Stock markets around the world fell sharply on Tuesday as nervous investors increasingly set deadlines for more US tariffs on Chinese imports.
Markets are also eyeing US and European interest rate decisions coming this week and the results of the UK general election on Thursday amid uncertainty over plans to leave the European Union.
Benchmarks in London and Frankfurt were down in afternoon trading. Tokyo and Hong Kong ended with losses while Shanghai closed higher after spending most of the day in the negative. Wall Street appeared ready to open low.
Washington is due to implement new tariff hikes on $ 160 billion of Chinese goods in Beijing’s battle over technology ambitions and trade surpluses.
Investors expect President Donald Trump to halt or scrap the increase, but negotiations on an interim “Phase 1” agreement announced in October have failed to agree on details.
In a report, Stephen Ines of AxiTrader said, “If the tariffs are not postponed, all hell can go loose.” It tells investors that “they are still led down the trade negotiation garden route only to end up on the cliff edge of trade purification.”
Chinese spokespersons have appealed for a swift resolution to this fight that threatens to cool global economic growth. Trump said last week that he could be prepared to wait until next year’s presidential election.
London’s FTSE 100 fell 1% to 7,161 and Germany’s DAX fell 1.4% to 12,916. France’s CAC 40 was down 0.9% to 5,784.
On Wall Street, the Standard & Poor’s 500 index and the Dow Jones Industrial Average futures declined more than 0.3%.
In Asia, the Shanghai Composite Index ended 0.1% at 2,917.32. Tokyo’s Nikkei 225 closed down 0.1% at 23,410.19 and Hong Kong’s Hang Seng was down 0.2% at 26,436.62.

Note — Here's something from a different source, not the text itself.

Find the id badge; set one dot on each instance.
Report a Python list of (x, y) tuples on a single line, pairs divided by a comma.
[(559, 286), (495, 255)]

Sol’s Cospi rose 0.4% to 2,098.00 and Sydney’s S&P-ASX 200 fell 0.3% to 6,706.90 points. India’s Sensex lost 0.5% to open at 40,270.11. Taiwan and Singapore declined, while New Zealand advanced.
Forecasters expect very little change from the US Federal Reserve when its latest policy meeting ends on Wednesday.
The US central bank has cut its benchmark lending rate three times this year as chairman Jerome Powell described insurance against economic tightness and slowing global growth from a tariff battle with Beijing.
Not too surprising at a meeting of the European Central Bank on Thursday. Forecasters expect the bank to reaffirm its commitment to dovish bias amid warnings about European economic weakness and increased risk.
British leaders are looking at Thursday’s election for 650 seats in the House of Commons to break an impasse from future departures with the European Union and London’s trade relationship.
Prime Minister Boris Johnson pushed for a vote more than two years ago in hopes of winning a majority. He has promised to pull Britain out of the EU by 31 January.
The opposition Labor Party is promising to restart the divorce deal. Then give voters the option in a referendum to leave the EU on those terms or remain in the referendum.
Impact of China: Chinese consumer inflation hit a four-and-a-half year high of 4.5 percent due to pork shortage. Which increased food costs. Pork prices rose 110.2% from a year earlier. The outbreak of African boar fever has prompted farmers and Chinese officials to quickly quench, destroy or kill millions of pigs. Forecasters noted that the peak of the outbreak is passing and pork prices have risen by only 3.8% over the previous month.
US crude fell 31 cents to $ 58.71 a barrel in electronic trading on the New York Mercantile Exchange. The contract closed 18 cents lower at $ 59.02 on Monday. Brent crude, used to price international oils, shed 32 cents to $ 63.93 per barrel in London. It lost 14 cents at $ 14.25 last season.
Currency: The dollar was flat at 108.55 yen while the euro advanced from $ 1.1064 to $ 1.1080.